Ama nehirler her zaman birbiriyle birleşmez. Bazen göllere veya diğer su kütlelerine akarlar. Kollar, kanala hangi tarafa yaklaştıklarına bağlı olarak sağ ve sol olarak ayrılır. Farklı düzendedirler: birincil ve ikincil. Bazıları doğrudan ana tahliye kanalına akar. Bunlar ana kollardır. Onlara bağlanan tüm nehirler ikincil olacaktır. Örneğin, Zhizdra, Oka için birincil ve Volga için ikincil bir koldur.
Temiz su
Kol da nehrin bir parçasıdır. Kanalın bir dalı veya "bölünmesi" olabilir. Manşonun mutlaka nehre geri akması gerektiğini unutmayın. Bazen bu, birkaç on metre sonra olur, ancak daha sık olarak birkaç kilometre boyunca uzanır. Manşon, tortu birikiminin bir sonucu olarak oluşur. Aynı zamanda kanalda bir ada oluşur. Kolların birçok yerel adı var. Volga'da onlara "volozhki" denir. Kuzey Dvina Nehri'nde "içi boş" kelimesiyle belirtilirler. Don'da yerliler onlara Starodone derler. Tuna Nehri üzerinde - "kız". Kollar ikincil olabilir. Daha sonra genellikle kanallar olarak adlandırılırlar. Hemen hemen tüm dallar ve kanallar bir süre sonra öküz gölü olur. Ana akım değiştikçe bağlantı kesilir.
Staritsa
Staritsa, ana kanaldan ayrılan uzun bir göl veya bir nehir bölümüdür. Starklar taşkın yatağında veya alt terasta bulunabilir. Dallar kum veya kil sürüleri tarafından engellendiğinde ve mendereslerin boyunları kırıldığında meydana gelirler. Yaşlı kadınların her zaman karakteristik bir at nalı şekli vardır. Sadece dökülme anında ana kanalın sularına bağlanırlar. Çoğu zaman ayrı rezervuarlardır. Genellikle taşkın gölleri olarak adlandırılırlar. Tüm oxbow göllerinin işaretlendiği nehrin bir bölümünün şeması, kanalın daha önce nasıl göründüğü hakkında bir fikir verebilir. Zamanla, bu nesne değişir - büyür, şekli değişir. Yaşlı kadın bir bataklığa, ardından tamamen nemli bir çayıra dönüşür.
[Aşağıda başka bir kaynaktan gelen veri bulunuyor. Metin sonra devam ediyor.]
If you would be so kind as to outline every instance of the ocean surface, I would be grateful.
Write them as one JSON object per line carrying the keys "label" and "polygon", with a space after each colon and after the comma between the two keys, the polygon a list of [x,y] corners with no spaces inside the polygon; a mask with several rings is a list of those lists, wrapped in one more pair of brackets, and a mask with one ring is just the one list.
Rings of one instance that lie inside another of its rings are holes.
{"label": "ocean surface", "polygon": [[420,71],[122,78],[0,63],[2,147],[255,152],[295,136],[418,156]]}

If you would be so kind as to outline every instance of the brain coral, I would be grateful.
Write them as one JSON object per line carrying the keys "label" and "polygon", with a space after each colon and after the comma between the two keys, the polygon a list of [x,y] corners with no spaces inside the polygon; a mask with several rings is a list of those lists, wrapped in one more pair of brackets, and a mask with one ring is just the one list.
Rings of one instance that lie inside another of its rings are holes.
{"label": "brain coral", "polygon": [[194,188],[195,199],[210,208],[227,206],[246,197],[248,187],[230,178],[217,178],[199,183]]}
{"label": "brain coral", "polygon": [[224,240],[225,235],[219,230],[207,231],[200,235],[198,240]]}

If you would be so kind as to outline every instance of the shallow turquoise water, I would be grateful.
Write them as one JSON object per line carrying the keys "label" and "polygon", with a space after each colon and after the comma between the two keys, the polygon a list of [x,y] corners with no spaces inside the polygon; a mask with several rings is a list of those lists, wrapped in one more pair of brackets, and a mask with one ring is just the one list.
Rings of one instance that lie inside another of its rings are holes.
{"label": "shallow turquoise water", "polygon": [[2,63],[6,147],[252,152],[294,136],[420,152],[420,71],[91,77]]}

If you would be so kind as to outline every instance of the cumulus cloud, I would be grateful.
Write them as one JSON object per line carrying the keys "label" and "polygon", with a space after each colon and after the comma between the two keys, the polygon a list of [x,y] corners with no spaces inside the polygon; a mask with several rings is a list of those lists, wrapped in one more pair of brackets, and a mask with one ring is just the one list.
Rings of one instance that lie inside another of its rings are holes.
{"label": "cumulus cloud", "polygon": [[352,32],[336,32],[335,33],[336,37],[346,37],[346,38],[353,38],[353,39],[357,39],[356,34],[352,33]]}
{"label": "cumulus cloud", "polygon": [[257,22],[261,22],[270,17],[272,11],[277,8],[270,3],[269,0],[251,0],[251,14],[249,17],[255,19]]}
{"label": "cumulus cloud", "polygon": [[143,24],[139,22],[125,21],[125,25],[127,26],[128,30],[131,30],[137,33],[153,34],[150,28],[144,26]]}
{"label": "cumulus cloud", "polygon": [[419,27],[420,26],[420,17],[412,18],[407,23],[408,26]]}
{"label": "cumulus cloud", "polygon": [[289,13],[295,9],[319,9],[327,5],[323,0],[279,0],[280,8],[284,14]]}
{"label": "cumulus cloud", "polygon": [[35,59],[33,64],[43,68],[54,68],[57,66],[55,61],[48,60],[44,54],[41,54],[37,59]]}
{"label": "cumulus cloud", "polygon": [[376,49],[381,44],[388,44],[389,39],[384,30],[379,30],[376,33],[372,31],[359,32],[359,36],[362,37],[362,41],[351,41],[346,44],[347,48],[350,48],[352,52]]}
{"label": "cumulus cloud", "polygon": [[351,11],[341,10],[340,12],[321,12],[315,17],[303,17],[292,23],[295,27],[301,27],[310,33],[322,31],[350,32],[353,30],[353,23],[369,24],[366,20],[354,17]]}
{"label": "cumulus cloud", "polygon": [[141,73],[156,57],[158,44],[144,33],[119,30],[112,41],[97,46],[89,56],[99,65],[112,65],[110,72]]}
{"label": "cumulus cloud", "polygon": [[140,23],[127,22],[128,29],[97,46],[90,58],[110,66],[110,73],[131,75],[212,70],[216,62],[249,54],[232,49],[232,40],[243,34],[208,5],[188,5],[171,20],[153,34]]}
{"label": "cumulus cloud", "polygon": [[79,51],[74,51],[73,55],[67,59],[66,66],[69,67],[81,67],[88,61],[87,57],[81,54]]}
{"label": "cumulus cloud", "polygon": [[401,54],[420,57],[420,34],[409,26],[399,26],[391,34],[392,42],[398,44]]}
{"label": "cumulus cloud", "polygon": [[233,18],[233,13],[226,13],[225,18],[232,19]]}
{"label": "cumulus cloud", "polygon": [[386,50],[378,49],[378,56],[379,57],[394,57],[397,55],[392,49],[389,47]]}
Bir süre sonra ondan eser kalmaz.
Nehir seviyeleri
Nehir seviyesi su yüzeyinin yüksekliğidir. Bu konsept neredeyse tüm doğal ve yapay rezervuarlar için kullanılmaktadır. Her nehirde belirtilen düşük ve yüksek değerler vardır. Maksimum su seviyesi, genellikle ilkbahar ve yaz aylarında olmak üzere sel sırasında gözlenir. Sonbaharda da sel meydana gelir. Bunun nedeni ise sağanak yağışlardır. Kışın, su seviyesi minimuma düşer. Çoğu zaman nehir yaz aylarında bile daha az dolu olur - uzun kuraklıklar sırasında, kanala akan akarsular kuruduğunda. Her nehrin rejimi kesinlikle bireyseldir. Su seviyesindeki azalma ve artış her zaman iklim ve rölyef özelliklerine bağlıdır.